Step 2–Add Services to Logical Groups
Once that’s done, add AWS services you wish to use in the logical pricing group you have created using the ‘’Add service’’ button. In my example, I added an EC2 instance for my client in my pricing group. Additionally, I customized the instance by specifying key configurations such as tenancy, instance type, region, workload, Elastic Block Store (EBS) volume, network performance and operating system.


Step 3– Choose a Pricing Model
AWS offers various pricing models to help customers optimize their costs and capacity needs. I explored the different EC2 pricing models available which included On-Demand Instances, Savings Plans, Reserved Instances, Spot Instances, and Convertible Reserved Instances. The calculator automatically updates the estimated cost as you toggle between these options, making it an excellent tool for experimenting and comparing pricing strategies based on your workload needs.

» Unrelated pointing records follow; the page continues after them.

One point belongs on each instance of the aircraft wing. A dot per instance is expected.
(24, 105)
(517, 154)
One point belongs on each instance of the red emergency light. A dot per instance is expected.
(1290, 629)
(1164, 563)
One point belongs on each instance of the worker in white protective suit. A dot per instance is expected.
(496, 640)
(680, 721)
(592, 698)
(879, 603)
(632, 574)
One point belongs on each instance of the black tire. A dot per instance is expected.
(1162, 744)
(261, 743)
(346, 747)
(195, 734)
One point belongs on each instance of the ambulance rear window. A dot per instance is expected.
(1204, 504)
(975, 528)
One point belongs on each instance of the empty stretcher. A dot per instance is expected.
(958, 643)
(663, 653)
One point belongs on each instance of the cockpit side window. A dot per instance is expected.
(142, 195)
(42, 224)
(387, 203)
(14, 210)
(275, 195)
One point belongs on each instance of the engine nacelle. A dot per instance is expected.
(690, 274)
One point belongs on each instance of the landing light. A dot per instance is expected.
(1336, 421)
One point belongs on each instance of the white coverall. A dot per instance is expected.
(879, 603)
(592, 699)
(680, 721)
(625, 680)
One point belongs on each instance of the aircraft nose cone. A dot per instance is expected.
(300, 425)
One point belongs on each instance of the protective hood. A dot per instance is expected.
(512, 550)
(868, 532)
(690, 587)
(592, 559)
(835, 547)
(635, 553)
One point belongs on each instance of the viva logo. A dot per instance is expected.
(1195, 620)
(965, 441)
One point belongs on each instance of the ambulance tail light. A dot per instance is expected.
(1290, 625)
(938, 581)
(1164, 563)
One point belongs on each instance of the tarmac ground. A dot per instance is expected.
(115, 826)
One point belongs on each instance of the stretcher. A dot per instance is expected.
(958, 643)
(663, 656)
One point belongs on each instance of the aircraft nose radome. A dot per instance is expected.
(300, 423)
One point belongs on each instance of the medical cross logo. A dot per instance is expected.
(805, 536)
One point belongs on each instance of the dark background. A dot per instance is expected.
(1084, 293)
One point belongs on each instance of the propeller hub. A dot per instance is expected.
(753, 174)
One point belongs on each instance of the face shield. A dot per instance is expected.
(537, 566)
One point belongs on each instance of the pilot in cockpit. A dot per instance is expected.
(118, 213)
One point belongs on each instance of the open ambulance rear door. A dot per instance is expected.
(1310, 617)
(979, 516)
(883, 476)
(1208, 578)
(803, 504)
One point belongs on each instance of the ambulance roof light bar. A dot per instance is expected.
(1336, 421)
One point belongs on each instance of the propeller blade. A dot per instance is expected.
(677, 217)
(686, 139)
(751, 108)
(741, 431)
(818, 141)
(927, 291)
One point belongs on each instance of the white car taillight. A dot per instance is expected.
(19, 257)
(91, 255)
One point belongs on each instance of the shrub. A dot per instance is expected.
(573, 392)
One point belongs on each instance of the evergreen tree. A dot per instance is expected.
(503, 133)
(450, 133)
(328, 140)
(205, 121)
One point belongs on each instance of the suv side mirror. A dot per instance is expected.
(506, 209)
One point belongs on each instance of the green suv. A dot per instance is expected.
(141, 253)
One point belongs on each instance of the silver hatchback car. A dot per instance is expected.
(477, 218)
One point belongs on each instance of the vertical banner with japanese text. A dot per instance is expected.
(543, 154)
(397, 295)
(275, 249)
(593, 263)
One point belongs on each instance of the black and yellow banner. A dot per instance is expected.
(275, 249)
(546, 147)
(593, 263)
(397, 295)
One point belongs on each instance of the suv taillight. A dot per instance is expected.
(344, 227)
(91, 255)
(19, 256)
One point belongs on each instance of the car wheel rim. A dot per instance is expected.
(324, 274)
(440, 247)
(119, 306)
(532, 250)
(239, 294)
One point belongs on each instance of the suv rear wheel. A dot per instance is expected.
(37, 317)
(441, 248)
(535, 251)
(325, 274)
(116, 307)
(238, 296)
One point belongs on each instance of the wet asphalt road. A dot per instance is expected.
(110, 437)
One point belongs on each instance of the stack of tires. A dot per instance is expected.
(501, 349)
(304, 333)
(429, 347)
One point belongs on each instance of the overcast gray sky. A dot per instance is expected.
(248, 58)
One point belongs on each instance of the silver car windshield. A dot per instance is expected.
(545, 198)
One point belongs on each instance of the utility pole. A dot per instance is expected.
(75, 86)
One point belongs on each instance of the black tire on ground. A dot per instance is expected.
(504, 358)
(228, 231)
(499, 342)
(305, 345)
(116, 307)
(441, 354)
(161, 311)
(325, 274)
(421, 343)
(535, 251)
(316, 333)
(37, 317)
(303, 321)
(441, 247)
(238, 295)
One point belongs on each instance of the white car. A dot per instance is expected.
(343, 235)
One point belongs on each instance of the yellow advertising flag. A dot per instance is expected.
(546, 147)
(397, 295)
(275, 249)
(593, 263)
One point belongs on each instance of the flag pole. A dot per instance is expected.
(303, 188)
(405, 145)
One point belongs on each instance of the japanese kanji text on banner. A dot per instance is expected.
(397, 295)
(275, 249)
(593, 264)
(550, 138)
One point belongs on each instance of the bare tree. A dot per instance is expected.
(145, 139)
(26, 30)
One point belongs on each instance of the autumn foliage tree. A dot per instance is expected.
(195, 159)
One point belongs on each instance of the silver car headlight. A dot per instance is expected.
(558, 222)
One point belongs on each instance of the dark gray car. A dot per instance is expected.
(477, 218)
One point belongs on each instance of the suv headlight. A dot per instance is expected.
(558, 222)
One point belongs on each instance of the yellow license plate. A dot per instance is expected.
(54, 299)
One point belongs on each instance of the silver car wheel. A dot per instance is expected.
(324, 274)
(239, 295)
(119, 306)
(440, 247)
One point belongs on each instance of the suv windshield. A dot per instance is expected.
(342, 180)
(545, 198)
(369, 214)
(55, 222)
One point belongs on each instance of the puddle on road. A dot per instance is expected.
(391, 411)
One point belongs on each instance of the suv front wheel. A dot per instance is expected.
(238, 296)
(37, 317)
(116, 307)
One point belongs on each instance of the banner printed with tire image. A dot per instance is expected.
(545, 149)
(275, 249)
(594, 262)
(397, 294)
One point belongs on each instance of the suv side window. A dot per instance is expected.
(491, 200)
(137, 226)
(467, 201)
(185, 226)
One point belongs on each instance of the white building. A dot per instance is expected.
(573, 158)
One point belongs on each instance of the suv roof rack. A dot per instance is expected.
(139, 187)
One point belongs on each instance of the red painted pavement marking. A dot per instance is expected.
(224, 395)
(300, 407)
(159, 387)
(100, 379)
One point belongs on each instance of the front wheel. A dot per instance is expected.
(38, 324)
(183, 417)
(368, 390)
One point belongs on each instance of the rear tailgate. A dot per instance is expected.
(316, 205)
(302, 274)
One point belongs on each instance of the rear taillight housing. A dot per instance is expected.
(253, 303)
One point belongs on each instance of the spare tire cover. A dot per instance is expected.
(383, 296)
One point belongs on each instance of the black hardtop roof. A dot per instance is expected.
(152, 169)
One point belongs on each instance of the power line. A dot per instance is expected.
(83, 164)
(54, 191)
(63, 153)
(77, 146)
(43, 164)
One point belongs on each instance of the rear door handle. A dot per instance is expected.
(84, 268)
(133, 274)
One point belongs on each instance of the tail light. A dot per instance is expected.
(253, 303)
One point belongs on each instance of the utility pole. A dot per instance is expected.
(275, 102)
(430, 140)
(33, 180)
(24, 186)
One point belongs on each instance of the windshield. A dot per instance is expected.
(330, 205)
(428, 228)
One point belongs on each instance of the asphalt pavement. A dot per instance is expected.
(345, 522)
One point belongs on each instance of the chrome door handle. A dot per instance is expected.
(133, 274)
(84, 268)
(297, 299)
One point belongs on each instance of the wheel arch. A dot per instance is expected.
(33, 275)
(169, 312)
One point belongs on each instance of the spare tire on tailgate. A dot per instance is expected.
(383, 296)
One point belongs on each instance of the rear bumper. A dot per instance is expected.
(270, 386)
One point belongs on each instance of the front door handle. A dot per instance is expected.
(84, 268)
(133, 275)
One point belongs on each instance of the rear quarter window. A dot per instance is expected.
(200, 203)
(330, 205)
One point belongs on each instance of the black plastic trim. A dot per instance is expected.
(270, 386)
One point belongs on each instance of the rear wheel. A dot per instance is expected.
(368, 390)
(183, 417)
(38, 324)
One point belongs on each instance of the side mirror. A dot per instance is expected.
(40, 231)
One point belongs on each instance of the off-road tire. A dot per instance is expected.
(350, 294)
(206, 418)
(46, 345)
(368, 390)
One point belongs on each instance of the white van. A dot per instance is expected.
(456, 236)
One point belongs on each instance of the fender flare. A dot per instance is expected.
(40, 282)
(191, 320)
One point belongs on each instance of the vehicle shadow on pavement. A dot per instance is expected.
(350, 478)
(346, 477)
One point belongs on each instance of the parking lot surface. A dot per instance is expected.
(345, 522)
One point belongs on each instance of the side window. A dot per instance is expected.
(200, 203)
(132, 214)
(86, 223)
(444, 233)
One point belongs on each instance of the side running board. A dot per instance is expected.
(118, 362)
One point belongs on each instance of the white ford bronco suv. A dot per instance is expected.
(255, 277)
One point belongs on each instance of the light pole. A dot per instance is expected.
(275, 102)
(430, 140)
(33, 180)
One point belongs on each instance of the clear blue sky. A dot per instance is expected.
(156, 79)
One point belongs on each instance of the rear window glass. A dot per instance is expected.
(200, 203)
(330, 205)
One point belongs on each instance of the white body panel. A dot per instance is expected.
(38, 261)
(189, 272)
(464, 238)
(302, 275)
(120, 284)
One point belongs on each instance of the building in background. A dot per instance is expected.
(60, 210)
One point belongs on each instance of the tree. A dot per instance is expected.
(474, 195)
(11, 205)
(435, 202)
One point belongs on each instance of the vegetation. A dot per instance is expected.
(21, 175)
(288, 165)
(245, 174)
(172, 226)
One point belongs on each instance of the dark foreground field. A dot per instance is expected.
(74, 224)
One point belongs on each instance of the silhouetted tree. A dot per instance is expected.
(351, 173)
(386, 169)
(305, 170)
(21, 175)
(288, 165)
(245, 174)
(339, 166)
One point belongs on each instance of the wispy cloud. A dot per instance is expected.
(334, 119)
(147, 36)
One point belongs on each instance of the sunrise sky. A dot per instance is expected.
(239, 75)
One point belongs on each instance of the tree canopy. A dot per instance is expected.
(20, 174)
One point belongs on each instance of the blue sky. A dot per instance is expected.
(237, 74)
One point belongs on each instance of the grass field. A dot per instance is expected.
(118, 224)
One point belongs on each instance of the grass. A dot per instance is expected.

Step 4– Share Your Cost Estimate
Finally, once you've added your services to logical pricing groups and configured your resources to reflect your specific requirements, you can easily share the cost estimates in multiple formats — including CSV, PDF, JSON or a shareable link. Here is the cost estimate from this lab project: https://calculator.aws/#/estimate?id=14e995e147507b49d29083ee24399baa2dd07a00.
How this helps
Using the AWS Pricing Calculator gave my client a clear, upfront view of what their cloud setup could cost based on her unique traffic patterns and needs. It allowed us to model a dynamic architecture—scaling down resources at night to save on costs—and explore different instance types that matched or improved upon her current hardware. This helped her see the financial impact of right-sizing instead of simply replicating her on-prem setup. Most importantly, it gave her the confidence to plan her company’s migration with cost transparency and flexibility in mind.
🤔 The AWS Pricing Calculator provides valuable cost estimates, but it's important to understand its underlying assumptions. Actual costs may vary depending on factors not included in the calculations. For details on these potential variations, please refer to the AWS Calculator Assumptions page: https://aws.amazon.com/calculator/calculator-assumptions/.
Moving Beyond Estimates: Real-Time Cost Management
AWS Budgets lets you set custom cost and usage limits, so you can get alerts before you overspend—not after. You can track actual spend against your forecast and get notified via email or SNS when thresholds are crossed. It’s great for teams that want more control and visibility without constantly checking the billing dashboard. It helps enforce financial accountability across projects, especially in multi-team environments.
Choosing the Right Compute Pricing Models
Here are the pricing models available for EC2 instances, when best to use them and their cost implications:
On-Demand Instances – Flexible, but priciest for long-term use. Suitable for short term and unpredictable workloads.
Reserved Instances – Great for predictable long-running workloads, and has up to 75% savings.
Savings Plans – A flexible alternative to RIs. Instead of committing to a specific instance, you commit to a dollar amount per hour over 1 or 3 years. It covers EC2, Lambda, and Fargate usage with significant savings.
Spot Instances – Ideal for fault-tolerant, stateless workloads like batch jobs and big data analysis. Offers massive discounts (up to 90%) for spare AWS capacity through bids.
Convertible Instances – Great if your needs might change. You can exchange them for different instance types with equal or greater value. Offer more flexibility than standard reserved instances.
🧠 Pro Tip: Most cost-effective architectures use a combination of these models, for example, reserved or savings plans for baseline needs, and spot for scaling.
✅ In Conclusion…
Cost efficiency on AWS starts with understanding your needs and planning ahead. Tools like AWS Pricing Calculator and AWS Budgets can give you visibility and control before and after deployment—without costing you a dime. By modeling your architecture, exploring the right pricing models, and taking advantage of flexible options like Spot and Savings Plans, you can build a cloud environment that scales smart and saves money.